And the lie was engineered at the very top. After the spill, we got our hands on a series of memos describing a secret meeting of chief executives of Exxon and its oil company partners, including ARCO, a unit of British Petroleum. In a meeting of these oil chieftains held in April 1988, ten months before the spill, Exxon rejected a plea from T.L. Polasek, the Vice-President of its Alaska shipping operations, to provide the oil spill containment equipment required by law. Polasek warned the CEOs it was "not possible" to contain a spill in the mid-Sound without the emergency set-up.
Exxon angrily vetoed ARCO's suggestion that the oil companies supply the rubber skirts and other materiel that would have prevented the spill from spreading, virtually eliminating the spill's damage.
Regulations state that no tanker may leave the Alaska port of Valdez without the "sucker" equipment, called a "containment barge," at the ready. Exxon signed off on the barge's readiness. But, that night twenty years ago, the barge was in dry-dock with its pumps locked up under arctic ice. By the time it arrived at the tanker, half a day after the spill, the oil was well along its thousand-mile killing path.
Natives watched as the now-unstoppable oil overwhelmed their islands. Eyak Native elder Henry Makarka saw an otter rip out its own eyes burning from oil residue. Henry, pointing down a waterside dead-zone, told me, in a mix of Alutiiq and English, "If I had a machine gun, I'd shoot every one of those white sons-of-bitches."
Exxon promised -- promised -- to pay the Natives and other fisherman for all their losses.
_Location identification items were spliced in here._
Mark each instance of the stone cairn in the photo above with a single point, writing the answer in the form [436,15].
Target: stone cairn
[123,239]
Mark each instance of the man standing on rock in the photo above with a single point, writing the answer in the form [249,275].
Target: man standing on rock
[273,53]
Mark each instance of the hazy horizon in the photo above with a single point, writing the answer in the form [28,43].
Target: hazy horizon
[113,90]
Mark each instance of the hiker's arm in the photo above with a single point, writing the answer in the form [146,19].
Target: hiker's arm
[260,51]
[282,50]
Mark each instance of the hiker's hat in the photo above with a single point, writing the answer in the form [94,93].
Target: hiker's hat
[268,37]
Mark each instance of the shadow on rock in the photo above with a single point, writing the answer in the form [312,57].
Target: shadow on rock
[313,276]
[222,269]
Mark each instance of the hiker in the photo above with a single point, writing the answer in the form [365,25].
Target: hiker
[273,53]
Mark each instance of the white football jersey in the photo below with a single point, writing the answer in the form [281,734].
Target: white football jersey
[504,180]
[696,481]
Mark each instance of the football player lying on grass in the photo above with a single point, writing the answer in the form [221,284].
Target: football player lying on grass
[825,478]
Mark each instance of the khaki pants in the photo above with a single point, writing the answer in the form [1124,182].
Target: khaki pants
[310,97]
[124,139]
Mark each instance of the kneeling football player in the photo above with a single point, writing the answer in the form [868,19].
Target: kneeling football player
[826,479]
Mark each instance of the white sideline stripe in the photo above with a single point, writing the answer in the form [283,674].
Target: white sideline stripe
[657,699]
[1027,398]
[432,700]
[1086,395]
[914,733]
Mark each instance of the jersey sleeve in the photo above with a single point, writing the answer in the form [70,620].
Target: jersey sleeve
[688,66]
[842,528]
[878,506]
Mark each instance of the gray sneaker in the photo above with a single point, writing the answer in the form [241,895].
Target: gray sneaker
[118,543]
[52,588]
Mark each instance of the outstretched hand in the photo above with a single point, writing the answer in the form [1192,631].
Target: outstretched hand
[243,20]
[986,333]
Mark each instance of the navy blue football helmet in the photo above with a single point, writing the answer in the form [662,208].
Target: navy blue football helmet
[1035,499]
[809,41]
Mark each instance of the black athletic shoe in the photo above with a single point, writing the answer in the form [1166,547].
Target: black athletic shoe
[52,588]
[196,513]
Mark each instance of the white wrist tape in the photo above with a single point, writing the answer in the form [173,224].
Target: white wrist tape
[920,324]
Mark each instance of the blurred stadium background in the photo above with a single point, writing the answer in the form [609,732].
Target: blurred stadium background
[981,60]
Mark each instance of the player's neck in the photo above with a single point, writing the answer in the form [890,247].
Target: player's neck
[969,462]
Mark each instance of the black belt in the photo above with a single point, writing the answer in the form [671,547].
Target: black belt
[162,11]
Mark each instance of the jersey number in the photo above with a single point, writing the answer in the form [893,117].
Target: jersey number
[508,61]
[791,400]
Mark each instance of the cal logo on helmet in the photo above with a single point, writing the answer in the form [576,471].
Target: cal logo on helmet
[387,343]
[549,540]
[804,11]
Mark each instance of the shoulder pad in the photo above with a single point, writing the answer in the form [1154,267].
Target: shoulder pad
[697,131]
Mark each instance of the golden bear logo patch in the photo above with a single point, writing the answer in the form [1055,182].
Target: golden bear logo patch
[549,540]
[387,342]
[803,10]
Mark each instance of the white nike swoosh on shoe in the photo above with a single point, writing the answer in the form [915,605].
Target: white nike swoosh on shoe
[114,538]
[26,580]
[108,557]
The Chief of the Natives at Nanwalek lost his boat to bankruptcy. His village, like other villages, Native and non-Native, decayed into alcoholism. The Mayor of fishing port Cordova killed himself, citing Exxon in his suicide note.
On the island village of Chenega, Gail Evanoff's uncle Paul Kompkoff was hungry. Until the spill, he had lived on seal meat, razor clams and salmon Chenegans would catch, and on deer they hunted. The clams and salmon were declared deadly and the deer, not able to read the government warning signs, ate the poisoned vegetation and died.
The President of Exxon, Lee Raymond, helicoptered into Chenega for a photo op. He promised to compensate the Natives and all fishermen for their losses, and Exxon would thoroughly clean the beaches.
Uncle Paul told the Exxon chief of his hunger. The oil company, sensing PR disaster, shipped in seal meat to the isolated village. The cans were marked, "NOT FIT FOR HUMAN CONSUMPTION." Uncle Paul said, "Zoo food."
Paul didn't want a seal in a can. He wanted a boat to go fishing, to bring the village back to life.
Two years after the spill, Otto Harrison, General Manager of Exxon USA, told Evanoff and me to forget about a fishing boat for Uncle Paul. Exxon was immortal and Natives were not. The company would litigate for 20 years.
They did. Only now, two decades on, Exxon has finally begun its payout of the court award -- but only ten cents on the dollar. And Uncle Paul's boat? No matter. Paul's dead. So are a third of the fishermen owed the money.
Lee Raymond, President of Exxon at the time of the spill -- and its President when the company made the secret decision to do without oil spill equipment, retired in April 2006. The company awarded him a $400 million retirement bonus, more than double the bonuses received by all AIG executives combined.
Gail's oily hand never made it to national television. The networks were distracted with another oil story.
After sailing back to Chenega from Sleepy Bay, I sat with Uncle Paul, watching the smart bombs explode over Baghdad. Gulf War I had begun.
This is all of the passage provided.